Había que buscar aunque fuera el Niño Jesús antiguo para la ceremonia, pues, como todos los años, acabada la Misa, era besado cariñosamente por todos los asistentes, desde la abuela Nicanora hasta el último hijo de la Tomasa que acababa de cumplir tres meses.

Minutos después, vuelve sor Francisca diciendo que el Niño Jesús antiguo no lo tenían, pues lo había regalado a una familia pobre que no tenían Nacimiento.

  • Hermana, – dijo el sacerdote – vaya usted a la plaza del ayuntamiento y compruebe si en los puestos de figuras que el alcalde ha colocado estos días hubiera un Niño Jesús medio decente.

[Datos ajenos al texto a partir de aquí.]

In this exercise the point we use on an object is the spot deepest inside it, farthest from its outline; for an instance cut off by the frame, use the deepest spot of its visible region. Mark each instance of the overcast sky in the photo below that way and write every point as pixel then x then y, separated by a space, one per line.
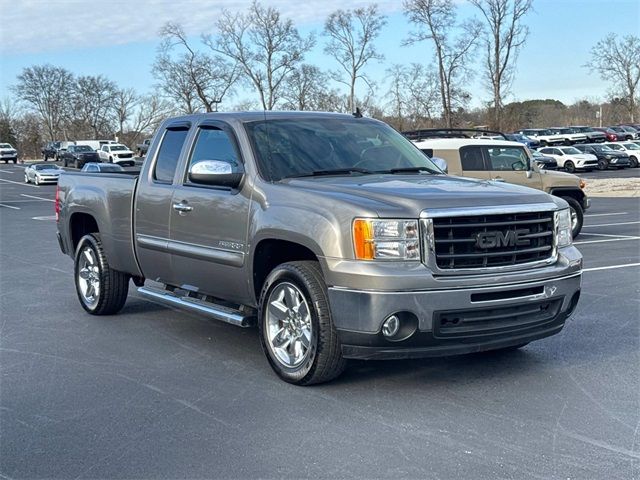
pixel 119 39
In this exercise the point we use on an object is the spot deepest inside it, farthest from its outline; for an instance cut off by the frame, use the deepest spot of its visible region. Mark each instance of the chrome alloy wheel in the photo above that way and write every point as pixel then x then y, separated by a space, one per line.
pixel 289 327
pixel 89 277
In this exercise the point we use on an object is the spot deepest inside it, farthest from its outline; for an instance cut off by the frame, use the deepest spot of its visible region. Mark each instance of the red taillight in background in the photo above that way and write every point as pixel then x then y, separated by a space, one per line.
pixel 57 202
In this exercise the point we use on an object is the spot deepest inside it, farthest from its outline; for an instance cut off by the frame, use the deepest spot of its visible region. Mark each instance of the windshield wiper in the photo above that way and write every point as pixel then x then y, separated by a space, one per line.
pixel 337 171
pixel 409 170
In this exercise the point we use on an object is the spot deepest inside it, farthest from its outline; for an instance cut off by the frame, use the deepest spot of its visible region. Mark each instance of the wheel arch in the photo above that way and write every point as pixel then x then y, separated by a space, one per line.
pixel 271 252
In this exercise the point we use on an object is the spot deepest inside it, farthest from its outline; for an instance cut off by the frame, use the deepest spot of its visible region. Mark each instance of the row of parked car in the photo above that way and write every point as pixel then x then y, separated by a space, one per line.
pixel 542 137
pixel 80 152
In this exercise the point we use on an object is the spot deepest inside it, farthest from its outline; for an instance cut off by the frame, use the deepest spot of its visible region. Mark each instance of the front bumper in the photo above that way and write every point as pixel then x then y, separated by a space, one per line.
pixel 489 317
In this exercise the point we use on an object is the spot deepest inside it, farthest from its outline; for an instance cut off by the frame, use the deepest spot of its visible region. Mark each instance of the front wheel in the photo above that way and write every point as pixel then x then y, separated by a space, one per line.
pixel 577 215
pixel 569 166
pixel 295 325
pixel 101 289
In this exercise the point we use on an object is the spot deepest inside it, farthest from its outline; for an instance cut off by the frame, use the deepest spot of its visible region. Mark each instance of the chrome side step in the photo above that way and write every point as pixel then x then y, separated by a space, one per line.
pixel 218 312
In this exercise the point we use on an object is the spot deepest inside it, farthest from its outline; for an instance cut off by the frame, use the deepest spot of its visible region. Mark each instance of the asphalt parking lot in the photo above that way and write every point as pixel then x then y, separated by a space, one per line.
pixel 159 393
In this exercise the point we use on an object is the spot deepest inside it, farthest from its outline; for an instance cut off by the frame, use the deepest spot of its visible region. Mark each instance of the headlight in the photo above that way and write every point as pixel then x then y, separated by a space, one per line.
pixel 563 227
pixel 386 239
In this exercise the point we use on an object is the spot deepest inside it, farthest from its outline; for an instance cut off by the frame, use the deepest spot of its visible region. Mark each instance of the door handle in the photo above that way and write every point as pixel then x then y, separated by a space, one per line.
pixel 182 207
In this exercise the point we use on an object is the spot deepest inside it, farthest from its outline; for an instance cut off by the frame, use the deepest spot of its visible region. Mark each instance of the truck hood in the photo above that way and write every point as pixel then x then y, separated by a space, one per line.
pixel 408 195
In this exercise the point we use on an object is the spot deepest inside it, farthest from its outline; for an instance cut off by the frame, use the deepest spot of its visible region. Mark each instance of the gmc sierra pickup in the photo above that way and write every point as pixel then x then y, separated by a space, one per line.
pixel 333 233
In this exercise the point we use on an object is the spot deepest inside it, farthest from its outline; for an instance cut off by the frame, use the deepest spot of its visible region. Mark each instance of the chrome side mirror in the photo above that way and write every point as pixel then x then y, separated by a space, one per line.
pixel 216 173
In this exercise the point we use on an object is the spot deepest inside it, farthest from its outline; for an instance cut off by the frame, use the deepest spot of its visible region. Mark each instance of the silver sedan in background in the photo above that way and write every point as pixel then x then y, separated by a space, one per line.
pixel 42 173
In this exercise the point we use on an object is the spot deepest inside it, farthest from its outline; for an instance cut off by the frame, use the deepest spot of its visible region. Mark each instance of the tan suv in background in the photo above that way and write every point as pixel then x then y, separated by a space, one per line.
pixel 502 161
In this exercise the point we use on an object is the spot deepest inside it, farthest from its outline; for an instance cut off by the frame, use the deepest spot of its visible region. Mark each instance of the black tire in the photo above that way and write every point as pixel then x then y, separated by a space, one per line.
pixel 323 361
pixel 569 166
pixel 576 208
pixel 113 285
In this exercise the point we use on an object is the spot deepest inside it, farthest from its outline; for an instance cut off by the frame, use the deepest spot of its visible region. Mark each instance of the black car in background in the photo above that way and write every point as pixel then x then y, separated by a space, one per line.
pixel 544 162
pixel 607 157
pixel 50 150
pixel 78 155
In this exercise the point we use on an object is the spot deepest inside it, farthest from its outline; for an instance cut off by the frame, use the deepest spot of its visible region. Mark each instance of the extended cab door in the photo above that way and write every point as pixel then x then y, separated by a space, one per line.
pixel 153 205
pixel 209 222
pixel 511 164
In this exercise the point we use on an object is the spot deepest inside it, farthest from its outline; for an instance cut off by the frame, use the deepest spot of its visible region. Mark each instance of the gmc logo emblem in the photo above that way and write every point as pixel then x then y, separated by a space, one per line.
pixel 510 238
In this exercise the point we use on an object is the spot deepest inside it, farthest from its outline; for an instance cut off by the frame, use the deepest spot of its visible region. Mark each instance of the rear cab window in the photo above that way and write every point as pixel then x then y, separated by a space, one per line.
pixel 169 154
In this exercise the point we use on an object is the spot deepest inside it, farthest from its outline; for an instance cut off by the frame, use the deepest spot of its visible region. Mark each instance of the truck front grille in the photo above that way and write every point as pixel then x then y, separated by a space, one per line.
pixel 494 320
pixel 493 240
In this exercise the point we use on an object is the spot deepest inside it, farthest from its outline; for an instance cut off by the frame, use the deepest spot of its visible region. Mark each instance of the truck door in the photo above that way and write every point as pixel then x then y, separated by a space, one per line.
pixel 209 223
pixel 153 206
pixel 511 164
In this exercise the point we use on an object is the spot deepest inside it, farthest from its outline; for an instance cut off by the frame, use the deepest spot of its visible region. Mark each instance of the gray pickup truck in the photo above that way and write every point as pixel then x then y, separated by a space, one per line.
pixel 333 233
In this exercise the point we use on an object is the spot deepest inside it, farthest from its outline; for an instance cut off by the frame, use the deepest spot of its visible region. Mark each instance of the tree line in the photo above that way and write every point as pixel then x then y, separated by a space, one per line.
pixel 262 52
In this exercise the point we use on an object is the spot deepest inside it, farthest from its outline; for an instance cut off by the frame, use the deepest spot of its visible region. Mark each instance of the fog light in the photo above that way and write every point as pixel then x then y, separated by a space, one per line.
pixel 391 326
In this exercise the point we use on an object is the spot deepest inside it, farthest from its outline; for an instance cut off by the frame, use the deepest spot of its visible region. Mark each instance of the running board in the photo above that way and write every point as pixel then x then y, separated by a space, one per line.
pixel 217 312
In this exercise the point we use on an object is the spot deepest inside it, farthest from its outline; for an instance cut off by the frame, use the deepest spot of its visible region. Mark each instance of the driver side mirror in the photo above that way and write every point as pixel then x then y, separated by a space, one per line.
pixel 215 173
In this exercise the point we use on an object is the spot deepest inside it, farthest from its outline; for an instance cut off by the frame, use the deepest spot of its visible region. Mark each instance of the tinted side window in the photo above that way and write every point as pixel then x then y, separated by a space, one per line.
pixel 213 144
pixel 169 154
pixel 471 158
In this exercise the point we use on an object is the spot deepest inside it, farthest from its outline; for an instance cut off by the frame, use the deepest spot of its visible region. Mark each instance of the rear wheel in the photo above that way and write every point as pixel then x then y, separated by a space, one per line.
pixel 101 289
pixel 569 166
pixel 577 215
pixel 295 325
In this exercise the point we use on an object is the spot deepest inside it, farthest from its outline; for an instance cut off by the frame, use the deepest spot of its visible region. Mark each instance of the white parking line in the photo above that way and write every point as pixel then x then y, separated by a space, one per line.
pixel 37 198
pixel 599 225
pixel 594 269
pixel 609 240
pixel 606 235
pixel 19 183
pixel 604 214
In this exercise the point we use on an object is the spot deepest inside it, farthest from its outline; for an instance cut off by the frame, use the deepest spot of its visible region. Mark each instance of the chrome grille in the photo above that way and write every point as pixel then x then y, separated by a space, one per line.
pixel 504 241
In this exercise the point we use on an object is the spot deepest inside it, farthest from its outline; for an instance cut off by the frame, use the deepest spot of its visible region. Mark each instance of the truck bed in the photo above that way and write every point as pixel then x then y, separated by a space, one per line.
pixel 108 197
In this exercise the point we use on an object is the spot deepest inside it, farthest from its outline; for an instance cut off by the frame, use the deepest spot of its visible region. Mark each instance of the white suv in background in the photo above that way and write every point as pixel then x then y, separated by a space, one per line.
pixel 630 148
pixel 570 158
pixel 116 153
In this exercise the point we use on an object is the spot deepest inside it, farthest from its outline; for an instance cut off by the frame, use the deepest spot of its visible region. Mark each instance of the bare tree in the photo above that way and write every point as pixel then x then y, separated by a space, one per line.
pixel 351 35
pixel 93 101
pixel 502 40
pixel 304 88
pixel 124 104
pixel 266 47
pixel 150 111
pixel 208 78
pixel 48 90
pixel 618 61
pixel 435 20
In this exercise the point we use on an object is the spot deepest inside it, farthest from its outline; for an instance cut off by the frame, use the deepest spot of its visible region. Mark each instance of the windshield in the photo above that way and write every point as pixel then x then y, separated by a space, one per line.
pixel 571 150
pixel 342 146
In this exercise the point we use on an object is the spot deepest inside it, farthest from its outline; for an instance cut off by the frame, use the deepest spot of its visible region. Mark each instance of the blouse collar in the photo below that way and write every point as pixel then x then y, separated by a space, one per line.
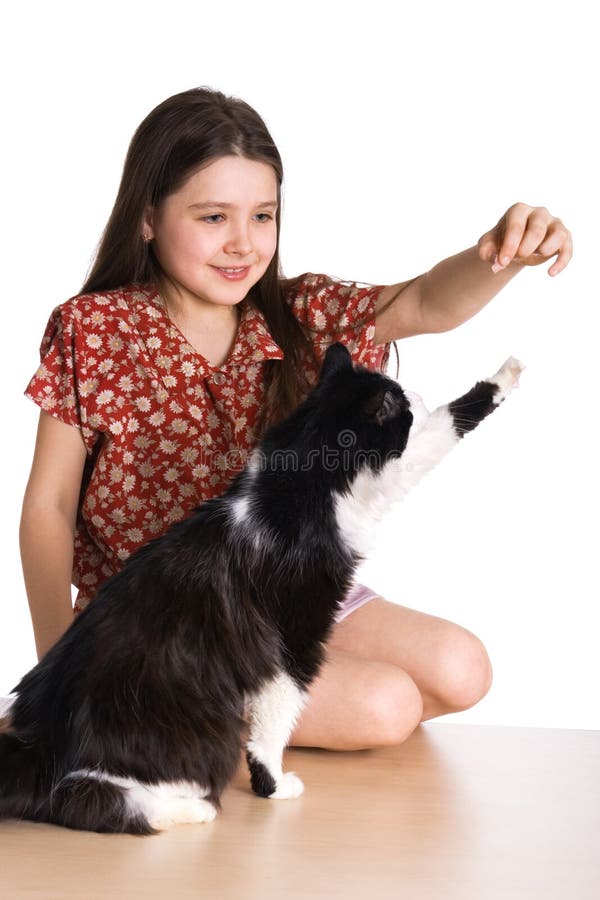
pixel 253 344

Sor Francisca, remangándose el hábito, después de haber tomado algo de dinero, se fue a la plaza del ayuntamiento a ver si tenía suerte. En su camino, comenzó a llorar y a pensar:

  • Con lo bello que era el nuevo Niño Jesús. ¡Qué lástima!

En esto que, al dar la vuelta a la esquina del convento, se encontró con Pedrito que iba arrastrando una camioneta de juguete. La hermana lo reconoce y le pregunta:

  • Pedrito, ¿qué llevas envuelto en tu preciosa camioneta?
  • El Niño Jesús – responde risueño Pedrito.
  • ¿El Niño Jesús? – exclama asombrada sor Francisca.
  • ¿De dónde lo sacaste?
  • De la iglesia. – Responde todo muy serio.
  • Pero, ¿no sabes que no está bien llevarse cosas de la iglesia?
  • Ya lo sé, sor Francis. Pero tenía que hacerlo. Le prometí al Niño Jesús que, si me conseguía una camioneta para Reyes, le llevaría a Él primero a dar una vuelta por el barrio.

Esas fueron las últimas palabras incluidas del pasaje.